[92505] in North American Network Operators' Group
Re: fyi-- [dns-operations] early key rollover for dlv.isc.org
daemon@ATHENA.MIT.EDU (Gregory Hicks)
Fri Sep 22 20:04:46 2006
Date: Fri, 22 Sep 2006 17:01:31 -0700 (PDT)
From: Gregory Hicks <ghicks@cadence.com>
Reply-To: Gregory Hicks <ghicks@cadence.com>
To: fergdawg@netzero.net, jsdy@center.osis.gov
Cc: nanog@merit.edu
Errors-To: owner-nanog@merit.edu
> Date: Fri, 22 Sep 2006 19:55:39 -0400
> From: Joseph S D Yao <jsdy@center.osis.gov>
> To: Fergie <fergdawg@netzero.net>
> Cc: nanog@merit.edu
> Subject: Re: fyi-- [dns-operations] early key rollover for dlv.isc.org
>
>
> On Fri, Sep 22, 2006 at 11:39:51PM +0000, Fergie wrote:
> > Hmmm. It wouldn't have anything to do with prime numbers, now would
> > it? :-)
>
>
> Well, yes, but there are an infinite number of them.
>
> Of course, 17 is the most prime of them all.

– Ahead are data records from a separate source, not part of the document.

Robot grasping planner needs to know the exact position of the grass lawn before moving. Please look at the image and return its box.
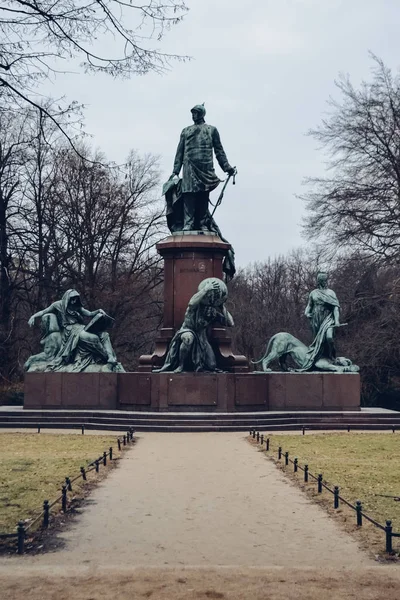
[256,432,400,548]
[0,433,119,533]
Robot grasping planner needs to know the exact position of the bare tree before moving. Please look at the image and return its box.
[0,0,187,134]
[303,56,400,261]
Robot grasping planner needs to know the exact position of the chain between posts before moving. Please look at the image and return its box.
[0,432,134,554]
[250,425,400,554]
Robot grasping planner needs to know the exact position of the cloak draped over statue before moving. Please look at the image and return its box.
[174,123,232,194]
[301,288,340,371]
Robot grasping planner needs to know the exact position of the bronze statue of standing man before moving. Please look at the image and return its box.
[164,104,236,231]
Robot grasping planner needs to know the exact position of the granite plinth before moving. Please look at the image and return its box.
[24,372,360,412]
[139,231,249,372]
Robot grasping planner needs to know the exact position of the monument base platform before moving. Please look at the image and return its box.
[24,372,360,412]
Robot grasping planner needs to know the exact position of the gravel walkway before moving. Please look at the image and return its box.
[0,433,374,568]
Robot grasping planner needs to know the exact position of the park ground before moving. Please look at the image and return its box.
[0,433,400,600]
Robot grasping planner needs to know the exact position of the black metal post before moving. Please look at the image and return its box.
[385,521,393,552]
[356,500,362,527]
[61,485,67,513]
[17,521,25,554]
[43,500,50,529]
[333,485,339,508]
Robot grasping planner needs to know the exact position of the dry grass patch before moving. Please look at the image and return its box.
[253,432,400,550]
[0,433,118,533]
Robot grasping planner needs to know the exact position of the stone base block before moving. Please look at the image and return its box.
[24,372,360,412]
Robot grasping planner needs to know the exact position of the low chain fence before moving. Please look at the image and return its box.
[0,425,135,554]
[250,427,400,554]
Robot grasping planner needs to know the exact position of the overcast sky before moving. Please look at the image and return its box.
[41,0,400,266]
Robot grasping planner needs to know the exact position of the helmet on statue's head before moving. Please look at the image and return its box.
[190,102,206,119]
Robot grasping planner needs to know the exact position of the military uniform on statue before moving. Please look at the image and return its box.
[140,105,248,372]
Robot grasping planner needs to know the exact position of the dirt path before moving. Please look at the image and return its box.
[0,433,374,568]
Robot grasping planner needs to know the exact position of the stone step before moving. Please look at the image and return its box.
[0,410,400,433]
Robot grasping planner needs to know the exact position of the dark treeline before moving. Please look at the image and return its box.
[0,57,400,404]
[230,252,400,405]
[0,110,164,383]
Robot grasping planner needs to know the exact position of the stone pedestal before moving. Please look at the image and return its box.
[139,232,248,372]
[24,372,360,418]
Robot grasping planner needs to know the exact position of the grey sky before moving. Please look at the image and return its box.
[42,0,400,266]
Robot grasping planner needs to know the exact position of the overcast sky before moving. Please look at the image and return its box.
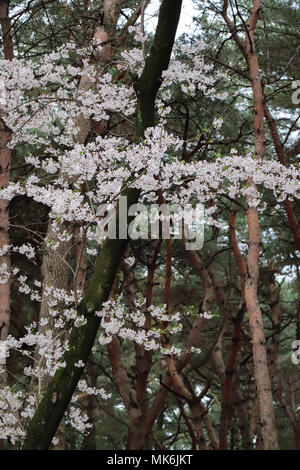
[145,0,197,36]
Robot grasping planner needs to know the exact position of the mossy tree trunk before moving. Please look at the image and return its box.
[23,0,182,450]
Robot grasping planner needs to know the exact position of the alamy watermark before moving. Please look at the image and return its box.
[97,196,204,250]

isc.org announced the early key rollover just as a discussion about
"exponent 3 damage spreads" on the cryptography list was heating up.
This discussion started with a statement that:
> I've just noticed that BIND is vulnerable to:
>
> http://www.openssl.org/news/secadv_20060905.txt
>
> Executive summary:
>
> RRSIGs can be forged if your RSA key has exponent 3, which is BIND's
> default. Note that the issue is in the resolver, not the server.
>
> Fix:
>
> Upgrade OpenSSL.
So I thought that the early key rollover was due to this. Yet it seems
to me that this discussion is still recommending that "-e 3" be used.